Though the trial testimony did little but confirm Brown’s guilt, it provided moments that aroused the hundreds of white spectators. One witness testified to Brown’s words about his provisional government, including mention of “an intelligent colored man elected as one of the members of the House.” This notion caused a “sensation” in the courtroom, one reporter wrote. Another witness, John Allstadt, who had been taken hostage with his slaves and clearly loathed Brown, testified that the blacks in the engine house “were doing nothing, and had dropped their spears: some of them were asleep nearly all the time.” The southern audience laughed, delighted by this stereotypical portrayal of blacks as lazy and docile.
A few witnesses expressed nobler sentiments. The Maryland officer, Captain John Sinn, was called by the defense and ended his testimony by stating: “As a Southern man, he came to state the facts about the case, so that Northern men would have no opportunity of saying that Southern men were unwilling to appear as witnesses in behalf of one whose principles they abhorred.”

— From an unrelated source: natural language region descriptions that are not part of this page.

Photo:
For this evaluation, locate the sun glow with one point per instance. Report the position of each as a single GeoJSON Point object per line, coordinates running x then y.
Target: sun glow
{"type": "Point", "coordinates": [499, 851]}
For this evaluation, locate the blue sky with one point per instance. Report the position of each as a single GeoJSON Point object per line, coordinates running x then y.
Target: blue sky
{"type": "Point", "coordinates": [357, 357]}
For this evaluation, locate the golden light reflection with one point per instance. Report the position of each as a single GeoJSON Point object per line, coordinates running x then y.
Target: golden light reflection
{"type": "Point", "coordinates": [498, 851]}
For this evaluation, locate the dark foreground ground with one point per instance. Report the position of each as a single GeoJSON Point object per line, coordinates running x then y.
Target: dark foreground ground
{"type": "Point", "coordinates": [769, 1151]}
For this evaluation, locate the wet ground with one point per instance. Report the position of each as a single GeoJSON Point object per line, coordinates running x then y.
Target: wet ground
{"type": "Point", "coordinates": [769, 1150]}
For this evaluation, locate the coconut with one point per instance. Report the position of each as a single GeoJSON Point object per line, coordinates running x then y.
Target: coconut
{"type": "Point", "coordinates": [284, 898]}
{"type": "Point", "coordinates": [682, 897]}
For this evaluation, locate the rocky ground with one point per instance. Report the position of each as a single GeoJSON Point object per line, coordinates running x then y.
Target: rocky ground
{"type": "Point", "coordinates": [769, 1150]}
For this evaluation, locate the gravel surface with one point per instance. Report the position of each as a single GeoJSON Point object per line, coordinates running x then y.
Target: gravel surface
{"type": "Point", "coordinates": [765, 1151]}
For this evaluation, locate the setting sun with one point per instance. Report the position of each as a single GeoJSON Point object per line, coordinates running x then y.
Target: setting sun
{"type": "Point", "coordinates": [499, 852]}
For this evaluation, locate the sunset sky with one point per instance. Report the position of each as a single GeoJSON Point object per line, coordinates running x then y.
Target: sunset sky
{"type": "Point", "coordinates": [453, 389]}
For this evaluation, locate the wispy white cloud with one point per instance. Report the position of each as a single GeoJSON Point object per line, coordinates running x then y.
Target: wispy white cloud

The last day of testimony brought one final surprise—the arrival of two eminent lawyers who had been recruited by Brown’s supporters in the North. The trial had been so hasty that the attorneys arrived without having had a chance to so much as study the indictment. They’d also missed hearing the prosecution witnesses. But the judge was intent on forging ahead and allowed the prosecution to begin its closing arguments that same afternoon. When the defense’s turn came, it could do little but argue technical points about jurisdiction and appeal to the jury to show “moral courage” and maintain Virginia’s reputation for “chivalry unstained.”